A Short Call Butterfly can be created by selling 1 ITM call, buying 2 ATM call and selling 1 OTM call of the same underlying security with the same expiry, giving the trader a net credit to enter the position. Strike price can be customized as per convenience of the trader but the upper and lower strikes must be equidistant from the middle strike.
|Strategy||Sell 1 ITM Call, Buy 2 ATM Call and Sell 1 OTM Call|
|Market Outlook||Movement on or above the sold strike price & Bullish on volatility|
|Motive||Attempt to correctly predict the movement in underlying assets in either direction|
|Upper Breakeven||Higher Strike price of short call Net Premium Received|
|Lower Breakeven||Lower Strike price of short call + Net Premium Received|
|Risk||Limited (Maximum loss only if expires at middle strike)|
|Reward||Limited to Net premium received|
Let’s try to understand with an Example:
|Nifty Current spot price (Rs)||8800|
|Sell 1 ITM call of strike price (Rs)||8700|
|Premium received (Rs)||210|
|Buy 2 ATM call of strike price (Rs)||8800|
|Premium paid (Rs)||300(150*2)|
|Sell 1 OTM call of strike price (Rs)||8900|
|Premium received (Rs)||105|
|Net premium received (Rs)||15|
Suppose Nifty is trading at 8800. An investor Mr A enters a Short Call Butterfly by selling 8700 call strike price at Rs 210 and 8900 call for Rs 105 and simultaneously bought 2 ATM call strike price of 8800 @150 each. The net premium received to initiate this trade is Rs 15, which is also the maximum possible reward. This strategy is initiated with a view of moderate movement in Nifty hence it will give the maximum profit only when there is movement in the underlying security either below lower sold strike or above upper sold strike. Maximum loss from the above example would be Rs 6375 (85*75) if it expires at middle strike. The maximum profit would only occur when underlying assets expires below 8700 or above 8900 i.e. Rs 1125 (15*75). Another way by which this strategy can give profit is when there is an increase in an implied volatility. For the ease of understanding, we did not take in to account commission charges. Following is the payoff chart and payoff schedule assuming different scenarios of expiry.
The Payoff Chart:
The Payoff Schedule:
|On Expiry NIFTY closes at||Net Payoff from 1 ITM Call Bought (Rs.)||Net Payoff from 2 ATM Calls Sold (Rs.)||Net Payoff from 1 OTM Call Bought (Rs.)||Net Payoff (Rs.)|
Impact of Options Greeks before expiry:
Delta: The net delta of a Short Call Butterfly spread remains close to zero.
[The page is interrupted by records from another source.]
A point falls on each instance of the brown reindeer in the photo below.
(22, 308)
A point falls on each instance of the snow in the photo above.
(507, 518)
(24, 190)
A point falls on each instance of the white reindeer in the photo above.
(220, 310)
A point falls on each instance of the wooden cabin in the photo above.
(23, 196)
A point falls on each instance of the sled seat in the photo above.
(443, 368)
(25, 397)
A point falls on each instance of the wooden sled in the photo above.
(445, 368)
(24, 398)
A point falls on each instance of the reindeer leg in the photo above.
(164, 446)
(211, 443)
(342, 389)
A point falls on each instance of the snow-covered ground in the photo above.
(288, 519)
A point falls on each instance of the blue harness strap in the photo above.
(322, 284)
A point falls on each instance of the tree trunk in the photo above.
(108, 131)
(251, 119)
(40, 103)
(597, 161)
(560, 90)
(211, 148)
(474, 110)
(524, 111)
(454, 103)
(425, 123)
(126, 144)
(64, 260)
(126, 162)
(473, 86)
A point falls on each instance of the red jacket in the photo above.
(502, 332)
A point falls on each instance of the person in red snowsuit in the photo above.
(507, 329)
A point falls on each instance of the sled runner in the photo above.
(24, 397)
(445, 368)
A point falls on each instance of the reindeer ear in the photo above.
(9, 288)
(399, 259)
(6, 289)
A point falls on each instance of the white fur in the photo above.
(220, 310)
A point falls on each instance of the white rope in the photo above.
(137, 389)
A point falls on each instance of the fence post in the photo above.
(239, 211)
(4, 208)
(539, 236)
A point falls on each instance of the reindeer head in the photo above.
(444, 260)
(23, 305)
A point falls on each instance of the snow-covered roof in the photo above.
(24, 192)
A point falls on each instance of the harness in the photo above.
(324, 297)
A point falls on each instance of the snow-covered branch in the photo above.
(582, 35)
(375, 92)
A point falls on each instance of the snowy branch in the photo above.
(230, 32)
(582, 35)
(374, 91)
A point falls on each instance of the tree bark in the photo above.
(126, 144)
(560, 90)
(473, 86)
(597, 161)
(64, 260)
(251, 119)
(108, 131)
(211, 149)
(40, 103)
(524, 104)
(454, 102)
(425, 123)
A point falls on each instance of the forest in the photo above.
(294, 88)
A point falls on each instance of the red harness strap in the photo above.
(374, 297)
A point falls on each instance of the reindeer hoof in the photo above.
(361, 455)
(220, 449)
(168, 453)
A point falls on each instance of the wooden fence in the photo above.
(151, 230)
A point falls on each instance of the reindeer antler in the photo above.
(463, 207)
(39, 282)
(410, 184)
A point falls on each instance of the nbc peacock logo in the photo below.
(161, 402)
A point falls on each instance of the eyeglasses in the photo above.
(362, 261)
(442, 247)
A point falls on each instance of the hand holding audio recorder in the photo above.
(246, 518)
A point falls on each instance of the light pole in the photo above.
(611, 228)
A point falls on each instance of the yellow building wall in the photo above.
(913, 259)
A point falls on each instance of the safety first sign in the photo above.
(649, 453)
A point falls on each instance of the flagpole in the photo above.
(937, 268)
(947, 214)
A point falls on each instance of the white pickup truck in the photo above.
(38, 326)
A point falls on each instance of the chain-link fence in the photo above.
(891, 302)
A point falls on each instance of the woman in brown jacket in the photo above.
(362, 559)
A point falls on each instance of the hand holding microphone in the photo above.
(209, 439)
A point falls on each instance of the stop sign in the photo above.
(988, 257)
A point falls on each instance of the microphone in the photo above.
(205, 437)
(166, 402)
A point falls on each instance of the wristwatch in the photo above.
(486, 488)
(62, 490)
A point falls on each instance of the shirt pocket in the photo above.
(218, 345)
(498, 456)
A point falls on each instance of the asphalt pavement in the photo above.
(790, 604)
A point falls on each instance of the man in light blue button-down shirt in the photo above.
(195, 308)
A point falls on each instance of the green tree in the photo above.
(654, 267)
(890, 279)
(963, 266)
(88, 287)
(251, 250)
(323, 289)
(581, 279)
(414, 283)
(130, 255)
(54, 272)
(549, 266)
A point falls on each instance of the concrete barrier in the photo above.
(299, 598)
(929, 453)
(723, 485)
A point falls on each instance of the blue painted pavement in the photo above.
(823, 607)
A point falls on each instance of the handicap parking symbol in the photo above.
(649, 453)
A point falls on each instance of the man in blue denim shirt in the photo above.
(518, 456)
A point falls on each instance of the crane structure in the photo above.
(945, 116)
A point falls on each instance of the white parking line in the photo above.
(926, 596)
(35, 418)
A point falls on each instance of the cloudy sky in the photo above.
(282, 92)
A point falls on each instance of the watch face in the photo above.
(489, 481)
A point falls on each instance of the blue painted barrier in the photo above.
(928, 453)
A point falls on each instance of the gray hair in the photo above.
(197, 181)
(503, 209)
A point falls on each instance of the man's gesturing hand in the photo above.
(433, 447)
Vega: The Short Call Butterfly has a positive Vega. Therefore, one should buy Short Call Butterfly spread when the volatility is low and expect to rise.
Theta: With the passage of time, if other factors remain same, “Theta” will have a negative impact on the strategy, because option premium will erode as the expiration dates draws nearer.
Gamma: The Short Call Butterfly will have a short gamma when it is initiated.
How to manage risk?
A Short Call Butterfly requires experience in trading, because as expiration approaches small movement in underlying stock price can have a higher impact on the price of a Short Call Butterfly spread. Therefore, one should always follow strict stop loss in order to restrict losses.
Analysis of Short Call Butterfly spread strategy
A Short Call Butterfly spread is best to use when you are confident that an underlying security will move in either direction. This is a limited reward to risk ratio strategy for advance traders.